

Introduction to the Unix Command Line#

Why Use the Command Line?#

These days, most of us interact with our computers primarily through point-and-click GUIs, which provide a convenient and intuitive means of navigating your operating system and software. So, why use the command line instead of a GUI? There are several reasons:

In the shell you can easily handle data by chaining programs into a cohesive pipeline to handle large amounts of data.
You can automate your workflow through scripting to save time and be more productive. A good rule of thumb is if you do something twice -- script it!
Your work will be much more reproducible because there will be a digital record of the steps you took to produce your results compared to point and clicking in a program like Excel.
If you're working with remote machines, like supercomputers or machines in the cloud, the CLI is often the only interface available.
The CLI is usually much faster -- once you get the hang out of it.

What We'll Cover Here#

In this brief tutorial, we'll try to provide a very quick high-level introduction to working at the unix command line, focusing on: - Navigating the unix file system - Understanding the structure of unix commands and knowing where to look for help - Using screen to run tasks in the background - Checking on available resources

Getting Started: Connect to the Server#

Let's start by connecting to the compute server the same way we did yesterday:

ssh {your_jhu_id}@training.dssg.io

or, if you need to tell ssh where to find your private key:

ssh {your_jhu_id}@training.dssg.io

When you first connect to the server, you'll land in your home directory, /data/dssg/users/{your_jhu_id}/. Let's take a look around...

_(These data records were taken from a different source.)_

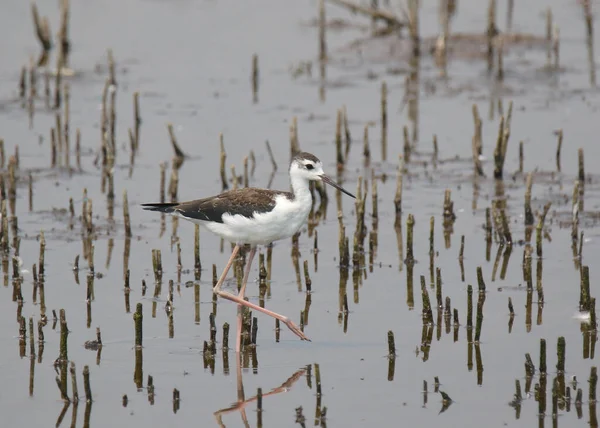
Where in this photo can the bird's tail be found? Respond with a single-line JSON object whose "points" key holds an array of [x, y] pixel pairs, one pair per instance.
{"points": [[167, 207]]}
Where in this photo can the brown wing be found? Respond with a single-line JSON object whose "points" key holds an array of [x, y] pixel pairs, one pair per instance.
{"points": [[244, 202]]}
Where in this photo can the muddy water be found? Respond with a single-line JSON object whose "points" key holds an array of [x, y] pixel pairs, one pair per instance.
{"points": [[190, 61]]}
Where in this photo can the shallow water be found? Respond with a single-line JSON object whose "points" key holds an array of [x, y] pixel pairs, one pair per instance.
{"points": [[190, 61]]}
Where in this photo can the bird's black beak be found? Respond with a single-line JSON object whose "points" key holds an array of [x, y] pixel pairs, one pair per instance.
{"points": [[332, 183]]}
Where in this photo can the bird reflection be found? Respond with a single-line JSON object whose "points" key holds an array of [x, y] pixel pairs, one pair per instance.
{"points": [[241, 402]]}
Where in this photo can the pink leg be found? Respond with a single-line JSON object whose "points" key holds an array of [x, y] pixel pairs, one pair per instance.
{"points": [[225, 295], [241, 294], [283, 319]]}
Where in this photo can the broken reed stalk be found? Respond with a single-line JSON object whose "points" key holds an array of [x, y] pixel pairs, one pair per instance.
{"points": [[223, 158], [398, 195], [307, 280], [391, 345], [543, 356], [338, 140], [67, 92], [406, 148], [197, 264], [501, 146], [584, 287], [254, 78], [64, 333], [86, 384], [74, 383], [581, 169], [561, 348], [539, 228], [528, 211], [521, 157], [126, 217], [347, 136], [384, 121], [322, 24], [137, 120], [138, 317], [491, 33], [178, 152], [477, 142], [427, 313], [410, 223]]}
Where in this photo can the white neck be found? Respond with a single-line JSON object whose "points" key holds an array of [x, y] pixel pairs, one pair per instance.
{"points": [[300, 188]]}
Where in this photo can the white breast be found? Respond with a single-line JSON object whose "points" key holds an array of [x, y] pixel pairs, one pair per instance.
{"points": [[263, 228]]}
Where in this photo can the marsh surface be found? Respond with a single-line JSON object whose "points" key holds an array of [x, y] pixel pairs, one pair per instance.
{"points": [[190, 61]]}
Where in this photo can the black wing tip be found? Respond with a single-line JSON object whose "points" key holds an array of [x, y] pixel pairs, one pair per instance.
{"points": [[166, 207]]}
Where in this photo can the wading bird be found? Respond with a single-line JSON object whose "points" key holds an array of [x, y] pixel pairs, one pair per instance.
{"points": [[255, 217]]}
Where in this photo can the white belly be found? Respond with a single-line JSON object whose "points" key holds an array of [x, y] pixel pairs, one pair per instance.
{"points": [[263, 228]]}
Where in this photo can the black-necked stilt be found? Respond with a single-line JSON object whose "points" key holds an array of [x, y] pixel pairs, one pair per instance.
{"points": [[255, 217]]}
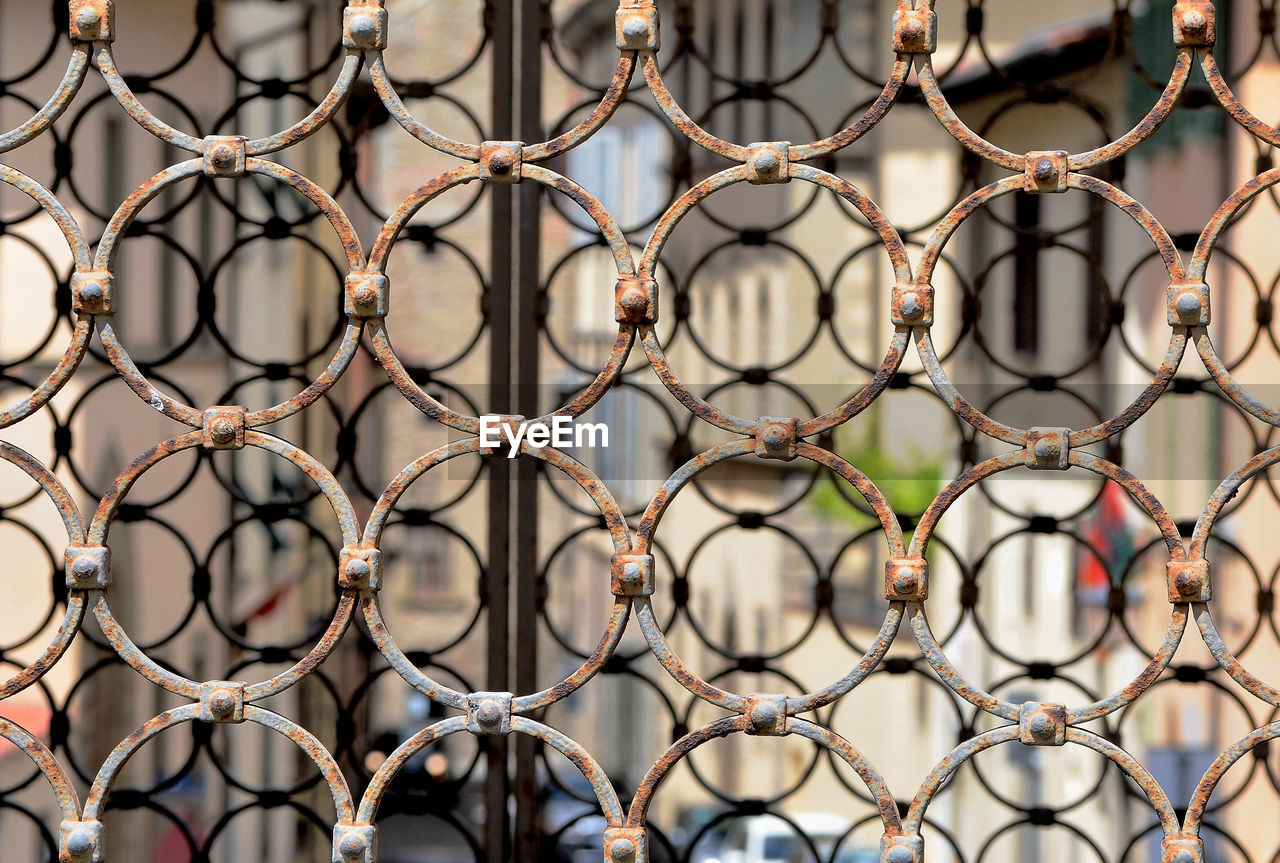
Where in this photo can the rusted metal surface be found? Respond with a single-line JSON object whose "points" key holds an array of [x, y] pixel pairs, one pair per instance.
{"points": [[635, 570]]}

Navigating the Unix File System#

Whenever you're working at the unix command prompt, you always have a working directory that specifies the location in the file system that you're executing commands from. To see your current working directory, you can use the command pwd (that is, "print working directory" -- you'll find that most unix commands are short abbreviations to save on repeated keystrokes!):

{your_jhu_id}@mrpzdssgadmin01:~$ pwd
/data/dssg/users/{your_jhu_id}

This prints out an absolute path to your current location in the system, which starts with a / character (which specifies the root directory of the system). The figure below gives an example of how a typical unix filesystem is organized:

A typical unix filesystem

From this figure, we can see all directories are under the root directory (/). The folders under the root directory contain information for the configuration and operation of the operating system, so you shouldn't change these (unless you really know what you are doing). The special folder home contains the files for all users. In this example, we have the directories rick, anna, emmy, bob, which contain files created by users rick, anna, emmy, and bob, respectively.

As you get deep into the file system, specifying the full absolute path to a file you want to edit or run can become very tedious. Fortunately, unix also allows you to specify a relative path to a file, starting from your current working directory and not beginning with the leading /.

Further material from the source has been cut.